Throughout the 10 pieces on the posthumous album Away Is Mine, from “Hotel Worth” to “Untitled”, Gordon Downie formulates questions to himself, to intimate interlocutors, or to the universe, as he did from the mid-1980s onwards as a curious and benevolent lyricist, both with the Tragically Hip and solo. He took the liberty of philosophising on occasion, but his lyrical work is based above all on the need to understand and the desire to empathize. Again using strong metaphors, as in “River Don’t Care”, Downie poeticized the cosmos to which he was returning for one last time with his eloquent and ambiguous pen.
The genesis of Away Is Mine is rooted in Downie’s friendship with Josh Finlayson, guitarist with Toronto roots-rock band The Skydiggers and Downie’s collaborator since his first solo album, Coke Machine Glow, in 2001. In April 2017, after the mini-tour of the Secret Path album, Finlayson wanted to keep Gord busy so that he wouldn’t languish in anticipation of the “great inevitability”. He began offering him music in open C-major chords, while Downie replied to him with ideas for lyrics and melodies.

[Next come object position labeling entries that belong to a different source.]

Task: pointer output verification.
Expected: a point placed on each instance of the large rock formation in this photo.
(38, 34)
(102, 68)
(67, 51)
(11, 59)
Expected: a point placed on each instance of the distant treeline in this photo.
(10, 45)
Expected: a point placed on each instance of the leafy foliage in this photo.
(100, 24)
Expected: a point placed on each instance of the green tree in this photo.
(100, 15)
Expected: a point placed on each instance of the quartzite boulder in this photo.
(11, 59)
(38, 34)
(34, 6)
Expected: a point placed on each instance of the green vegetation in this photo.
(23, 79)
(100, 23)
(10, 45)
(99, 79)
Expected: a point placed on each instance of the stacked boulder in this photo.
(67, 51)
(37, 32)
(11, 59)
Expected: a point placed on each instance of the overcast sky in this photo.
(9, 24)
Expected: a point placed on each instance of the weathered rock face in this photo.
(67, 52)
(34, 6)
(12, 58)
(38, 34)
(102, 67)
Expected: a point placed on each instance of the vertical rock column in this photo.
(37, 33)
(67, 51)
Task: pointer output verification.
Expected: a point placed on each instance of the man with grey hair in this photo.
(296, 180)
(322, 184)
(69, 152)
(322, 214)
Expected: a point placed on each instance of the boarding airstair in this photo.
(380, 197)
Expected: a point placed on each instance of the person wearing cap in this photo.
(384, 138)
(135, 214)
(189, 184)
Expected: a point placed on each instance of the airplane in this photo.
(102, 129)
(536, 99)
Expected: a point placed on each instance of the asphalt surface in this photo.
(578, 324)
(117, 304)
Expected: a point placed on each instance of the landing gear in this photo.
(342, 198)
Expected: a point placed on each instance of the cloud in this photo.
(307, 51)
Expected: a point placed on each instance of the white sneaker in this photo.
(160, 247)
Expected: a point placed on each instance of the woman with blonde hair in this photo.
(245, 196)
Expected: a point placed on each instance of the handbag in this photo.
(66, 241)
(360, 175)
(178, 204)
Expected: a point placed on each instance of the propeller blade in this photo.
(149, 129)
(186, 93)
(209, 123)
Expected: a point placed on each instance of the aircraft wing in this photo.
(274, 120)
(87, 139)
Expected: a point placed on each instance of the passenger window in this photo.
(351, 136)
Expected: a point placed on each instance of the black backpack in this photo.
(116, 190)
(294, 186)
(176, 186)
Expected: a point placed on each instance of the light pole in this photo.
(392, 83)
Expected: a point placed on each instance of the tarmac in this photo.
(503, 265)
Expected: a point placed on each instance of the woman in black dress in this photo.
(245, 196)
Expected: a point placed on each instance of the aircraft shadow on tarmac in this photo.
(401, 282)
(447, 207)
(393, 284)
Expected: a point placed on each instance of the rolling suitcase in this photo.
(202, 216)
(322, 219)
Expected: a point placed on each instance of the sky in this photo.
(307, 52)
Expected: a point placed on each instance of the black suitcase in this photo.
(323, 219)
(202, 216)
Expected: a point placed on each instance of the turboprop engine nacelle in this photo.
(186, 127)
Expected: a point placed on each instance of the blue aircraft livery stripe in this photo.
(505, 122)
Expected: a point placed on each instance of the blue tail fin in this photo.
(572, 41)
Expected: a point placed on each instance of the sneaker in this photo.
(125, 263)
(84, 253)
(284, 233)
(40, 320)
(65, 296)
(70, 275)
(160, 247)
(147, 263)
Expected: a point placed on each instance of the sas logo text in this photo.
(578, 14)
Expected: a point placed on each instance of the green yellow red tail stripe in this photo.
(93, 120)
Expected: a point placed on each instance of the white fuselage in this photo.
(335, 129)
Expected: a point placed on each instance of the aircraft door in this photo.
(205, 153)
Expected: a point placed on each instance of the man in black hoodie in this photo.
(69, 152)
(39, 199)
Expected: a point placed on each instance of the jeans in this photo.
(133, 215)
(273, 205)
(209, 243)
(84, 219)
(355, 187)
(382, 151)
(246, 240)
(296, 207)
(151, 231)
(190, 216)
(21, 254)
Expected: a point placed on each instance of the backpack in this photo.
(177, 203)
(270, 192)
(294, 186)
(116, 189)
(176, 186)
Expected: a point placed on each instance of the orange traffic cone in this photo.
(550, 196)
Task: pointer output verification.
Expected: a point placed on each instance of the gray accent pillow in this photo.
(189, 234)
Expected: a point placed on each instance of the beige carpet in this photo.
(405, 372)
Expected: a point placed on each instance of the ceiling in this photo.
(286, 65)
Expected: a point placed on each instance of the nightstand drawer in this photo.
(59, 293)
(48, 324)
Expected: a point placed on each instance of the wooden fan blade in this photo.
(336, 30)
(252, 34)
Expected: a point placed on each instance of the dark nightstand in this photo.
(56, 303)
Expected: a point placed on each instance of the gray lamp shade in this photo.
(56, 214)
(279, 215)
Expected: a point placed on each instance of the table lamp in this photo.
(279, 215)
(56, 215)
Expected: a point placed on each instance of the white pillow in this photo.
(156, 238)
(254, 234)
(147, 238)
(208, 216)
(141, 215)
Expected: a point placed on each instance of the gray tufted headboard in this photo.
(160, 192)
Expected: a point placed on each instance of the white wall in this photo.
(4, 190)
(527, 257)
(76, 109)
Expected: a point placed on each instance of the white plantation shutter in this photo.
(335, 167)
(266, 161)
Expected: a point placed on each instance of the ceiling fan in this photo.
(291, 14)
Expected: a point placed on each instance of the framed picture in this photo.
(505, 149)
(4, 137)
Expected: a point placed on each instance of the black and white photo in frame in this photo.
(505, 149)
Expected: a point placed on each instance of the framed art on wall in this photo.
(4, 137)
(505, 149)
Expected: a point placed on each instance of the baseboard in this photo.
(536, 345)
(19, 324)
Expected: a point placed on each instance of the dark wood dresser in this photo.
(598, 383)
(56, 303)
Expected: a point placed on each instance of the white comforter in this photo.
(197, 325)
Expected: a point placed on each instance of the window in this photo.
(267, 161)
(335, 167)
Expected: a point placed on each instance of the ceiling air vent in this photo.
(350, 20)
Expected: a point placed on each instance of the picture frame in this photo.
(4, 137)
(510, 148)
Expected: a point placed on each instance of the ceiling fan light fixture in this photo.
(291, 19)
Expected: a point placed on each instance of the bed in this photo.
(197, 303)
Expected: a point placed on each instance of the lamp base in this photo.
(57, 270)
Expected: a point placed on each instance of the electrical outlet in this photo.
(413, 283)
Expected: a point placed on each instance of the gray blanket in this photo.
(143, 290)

Within a week, the duo produced 10 demos that could have been released as is. But Downie wanted to turn them into “real” songs, and in July 2017, the two friends went into Bathouse Studio, facing Lake Ontario, between Kingston and Prince Edward County. With the help of sound engineer Nyles Spencer, Gord and Josh recorded all ten songs in electric versions. Spencer added rhythmic loops and synths. Travis Good, a member of the remarkable Sadies, would later sprinkle them with violin, mandolin, and guitar chords. Drum tracks from Dave Koster and Gord’s son Lou Downie were also incorporated into the mix. Nyles Spencer later remixed all the tracks into acoustic versions that also appear on the album.
While Away Is Mine is a captivating, moving, and coherent collection, the ultimate manifestation of the creative zeal of a poet-musician suffering from incurable cancer, it is above all a testament to the monumental talent of Gordon Edgar Downie, who died on 17 October, 2017, at the age of 53.